August 12, 1937

c/o C. M. & S. Co.

Yellowknife, N. W. T.

Via Goldfields, Sask.

Aug 12th, 1937

Dear Mother:

I suppose by the time this reaches you you will be back from California, having had a perfectly marvellous trip.  I wish I could have been along.  Thanks for the cigarettes which arrived on the very day I finished my own supply.  A boat came in also that day and I bought several more packets.

The office staff has moved into the staff house which is finished as far as possible until the next boat comes in.  We are using the would-be lounge as the office until the new one which is to be at the shaft is built.  It is a great improvement.  We have one proper desk now and five office chairs—the kind that you lean back in.  It took five big canoe loads to get all our stuff accross [sic].  We are wondering how all the stuff was crambed [sic] into the tent before.

The camp is beginning to look like quite a city now.  A second warehouse is going up, the cookhouse is being doubled in size, and power house, guest house and storage tank are all going up at the same time.

I don’t know what has happened to the roll of films I sent to Edmonton.  They should be back by now and yet it is unlikely that they should get lost.  

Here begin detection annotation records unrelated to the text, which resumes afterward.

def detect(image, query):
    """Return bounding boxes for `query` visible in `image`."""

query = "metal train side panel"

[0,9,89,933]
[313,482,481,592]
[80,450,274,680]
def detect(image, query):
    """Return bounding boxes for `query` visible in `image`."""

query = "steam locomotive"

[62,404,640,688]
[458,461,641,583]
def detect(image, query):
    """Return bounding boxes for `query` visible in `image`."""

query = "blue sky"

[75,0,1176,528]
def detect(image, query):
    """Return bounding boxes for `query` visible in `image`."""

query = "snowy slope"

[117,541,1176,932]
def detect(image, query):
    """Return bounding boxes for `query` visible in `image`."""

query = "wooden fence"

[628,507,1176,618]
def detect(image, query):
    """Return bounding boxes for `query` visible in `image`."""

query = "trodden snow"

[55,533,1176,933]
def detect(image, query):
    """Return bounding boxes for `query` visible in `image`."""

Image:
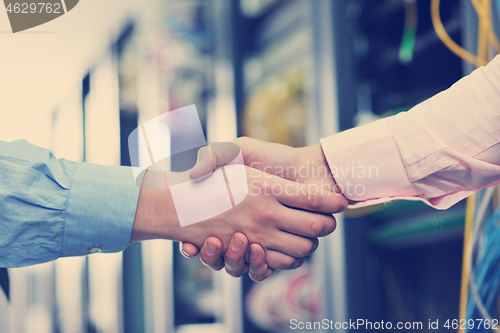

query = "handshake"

[132,137,348,281]
[180,137,348,281]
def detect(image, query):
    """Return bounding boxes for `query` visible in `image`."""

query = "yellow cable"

[458,194,476,333]
[471,0,500,53]
[431,0,486,67]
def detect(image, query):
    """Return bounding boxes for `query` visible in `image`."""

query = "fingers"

[266,249,304,271]
[179,242,199,259]
[189,142,240,180]
[266,177,348,214]
[278,207,337,238]
[200,237,224,271]
[267,232,319,258]
[248,244,276,282]
[224,232,250,277]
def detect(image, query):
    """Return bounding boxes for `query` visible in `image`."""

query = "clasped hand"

[180,137,348,281]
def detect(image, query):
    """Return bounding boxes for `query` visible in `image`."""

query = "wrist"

[130,172,181,242]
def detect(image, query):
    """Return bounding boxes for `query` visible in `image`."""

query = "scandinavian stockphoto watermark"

[249,160,379,198]
[128,105,248,226]
[4,0,79,33]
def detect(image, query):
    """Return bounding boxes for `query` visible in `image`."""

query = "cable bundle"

[465,188,500,332]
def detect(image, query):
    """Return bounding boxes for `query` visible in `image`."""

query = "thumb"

[189,142,240,180]
[179,242,200,258]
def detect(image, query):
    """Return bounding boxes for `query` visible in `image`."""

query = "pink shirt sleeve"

[321,56,500,209]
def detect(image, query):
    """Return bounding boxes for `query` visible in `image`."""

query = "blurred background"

[0,0,499,333]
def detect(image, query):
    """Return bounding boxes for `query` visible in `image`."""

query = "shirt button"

[90,246,102,253]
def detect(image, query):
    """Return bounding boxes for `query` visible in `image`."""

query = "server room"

[0,0,500,333]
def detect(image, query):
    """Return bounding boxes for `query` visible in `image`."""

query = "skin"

[181,137,348,281]
[131,160,345,279]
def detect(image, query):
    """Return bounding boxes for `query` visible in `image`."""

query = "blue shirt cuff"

[61,163,140,257]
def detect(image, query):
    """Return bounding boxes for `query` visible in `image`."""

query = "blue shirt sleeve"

[0,140,140,267]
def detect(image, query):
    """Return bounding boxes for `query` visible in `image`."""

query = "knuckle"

[308,221,324,237]
[299,241,315,257]
[321,216,337,236]
[248,272,264,282]
[254,206,274,222]
[280,257,298,270]
[226,266,241,277]
[306,193,321,210]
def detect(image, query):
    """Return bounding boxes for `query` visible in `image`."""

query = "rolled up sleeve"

[321,56,500,209]
[0,140,140,267]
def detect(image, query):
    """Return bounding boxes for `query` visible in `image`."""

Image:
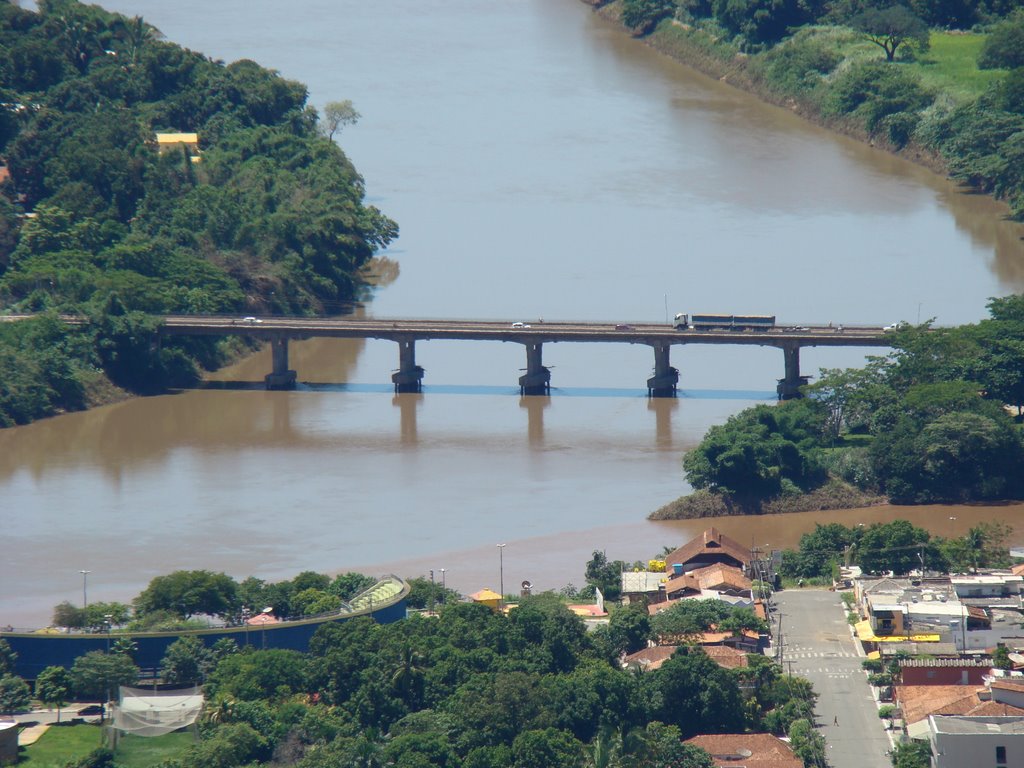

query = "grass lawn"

[910,32,1006,101]
[117,732,194,768]
[17,725,193,768]
[17,724,100,768]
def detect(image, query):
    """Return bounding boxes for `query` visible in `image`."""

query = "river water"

[0,0,1024,626]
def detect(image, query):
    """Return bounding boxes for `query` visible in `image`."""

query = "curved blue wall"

[0,602,409,680]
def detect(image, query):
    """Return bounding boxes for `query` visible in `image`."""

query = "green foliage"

[825,61,934,133]
[135,570,239,618]
[621,0,676,34]
[992,644,1014,670]
[782,522,858,579]
[0,0,397,426]
[850,5,929,61]
[71,650,138,700]
[206,649,308,700]
[651,651,743,738]
[790,720,828,768]
[584,550,632,600]
[36,667,72,723]
[650,600,767,638]
[757,34,842,99]
[0,638,17,675]
[978,15,1024,70]
[712,0,812,49]
[160,635,216,685]
[0,674,32,715]
[683,400,824,502]
[892,740,932,768]
[857,520,936,575]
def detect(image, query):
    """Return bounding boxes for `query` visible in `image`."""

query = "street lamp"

[498,544,506,606]
[78,570,92,610]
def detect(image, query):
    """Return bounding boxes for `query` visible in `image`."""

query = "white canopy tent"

[111,686,203,737]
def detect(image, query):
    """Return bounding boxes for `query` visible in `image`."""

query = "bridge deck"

[162,315,891,347]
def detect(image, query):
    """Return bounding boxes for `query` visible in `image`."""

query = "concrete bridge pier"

[391,339,423,392]
[647,344,679,397]
[775,343,808,400]
[263,336,296,389]
[519,343,551,394]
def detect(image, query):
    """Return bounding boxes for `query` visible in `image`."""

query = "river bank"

[647,480,889,520]
[582,0,948,176]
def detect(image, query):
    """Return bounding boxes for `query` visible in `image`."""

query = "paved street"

[771,589,892,768]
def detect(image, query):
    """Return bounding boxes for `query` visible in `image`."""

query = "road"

[772,589,892,768]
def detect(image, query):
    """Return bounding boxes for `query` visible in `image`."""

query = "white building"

[928,715,1024,768]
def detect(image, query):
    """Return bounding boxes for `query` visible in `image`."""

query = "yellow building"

[157,133,200,163]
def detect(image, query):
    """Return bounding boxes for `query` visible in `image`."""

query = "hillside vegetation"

[592,0,1024,219]
[0,0,397,426]
[651,296,1024,519]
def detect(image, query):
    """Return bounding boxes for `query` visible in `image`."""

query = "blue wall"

[0,602,408,680]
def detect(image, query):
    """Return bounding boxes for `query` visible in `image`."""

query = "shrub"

[978,16,1024,70]
[824,61,935,133]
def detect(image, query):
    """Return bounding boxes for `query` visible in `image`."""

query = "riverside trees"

[0,0,397,426]
[683,296,1024,508]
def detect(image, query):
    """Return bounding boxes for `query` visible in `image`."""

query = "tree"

[850,5,929,61]
[584,550,627,600]
[512,728,583,766]
[160,635,215,684]
[135,570,238,618]
[53,600,86,630]
[651,651,744,738]
[71,650,138,701]
[0,638,17,675]
[857,520,935,575]
[36,667,71,723]
[319,98,362,141]
[0,675,32,715]
[892,740,932,768]
[790,720,828,768]
[978,15,1024,70]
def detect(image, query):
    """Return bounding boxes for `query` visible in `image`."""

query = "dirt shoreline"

[581,0,948,177]
[647,480,890,520]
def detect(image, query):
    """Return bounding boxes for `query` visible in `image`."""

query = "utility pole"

[775,611,782,665]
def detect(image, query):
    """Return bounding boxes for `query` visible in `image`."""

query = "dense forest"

[602,0,1024,218]
[658,296,1024,517]
[0,0,397,426]
[0,571,823,768]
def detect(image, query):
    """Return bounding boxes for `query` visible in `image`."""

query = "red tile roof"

[665,527,751,571]
[686,733,804,768]
[701,645,749,670]
[623,645,679,670]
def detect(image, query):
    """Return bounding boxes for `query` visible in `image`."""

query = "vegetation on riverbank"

[0,0,397,427]
[588,0,1024,218]
[651,296,1024,519]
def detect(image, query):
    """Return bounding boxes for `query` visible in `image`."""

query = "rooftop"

[931,715,1024,735]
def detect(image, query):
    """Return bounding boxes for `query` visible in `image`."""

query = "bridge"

[160,314,891,399]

I received the magazine and letter today and also the application form for the insurance.  I really wanted duplicates of the tennis pictures also but there is no hurry about them.  As to the insurance I don’t see how I could get a medical exam before perhaps next spring but I will do what I can with the rest.

On the last boat there was a giant stock of commissary supplies such as clothing, boots, tobacco, shaving equipment, blankets, bed rolls etc.  Eric Caldicott, my pal in the office, and myself spent about six hours yesterday selling the stuff.  It was the first day it was on sale and we sold $90 worth of cigarettes alone and must have turned over $1000.  And since the boat came in we have sold $900 worth of bed-rolls at $45.00.  They are lined with very soft eiderdown and about 10” thick when ther is no weight on them.  My purchase was a pillow, a much needed comfort.

Yesterday I had a very long and very hot shower.  The water for the shower is heated by the diesel which pumps the air for the oil tank drills.  The shower has been there for some time but until I moved into the staff-house I considered it too far to walk.  Now I see I was wrong.  It will be my first & last shower though as the drilling in the oil tank is completed and the whole apparatus will be moved up to the shaft.

We have a proper radio operator now and a different radio receiver.  I think another and quite powerful transmitter is coming in sometime.  The radio operator works in the office part of the time taking the place of the man who came in the same time I did.  I didn’t like him from the start and was glad when others realised how hopeless he was and put him on as a labourer.

I don’t think there is anything in particular I want right away although I will need my winter underwear and some more thick socks if there are any (I can get them here) sometime.  You are right in supposing that mail comes by company plane from Goldfields so it is probably only necessary to figure rates as far as there.

Eric and I were very busy last week.  It was the end of the month balancing of the payroll etc and the branch accountant, Tudor Ommanney, had to go to Edmonton for four days so we had to do all the work.  And just at that time two planes came in with new men to be signed on—so there was no rest for awhile.  However Tudor came back with two bottles of Dewars and, having the siphon already, the camp seems less uncivilized than it first appeared. 

Tudor told me that I would be going down to Giant this week but this may not be correct.  My postal address will still be the same in any case.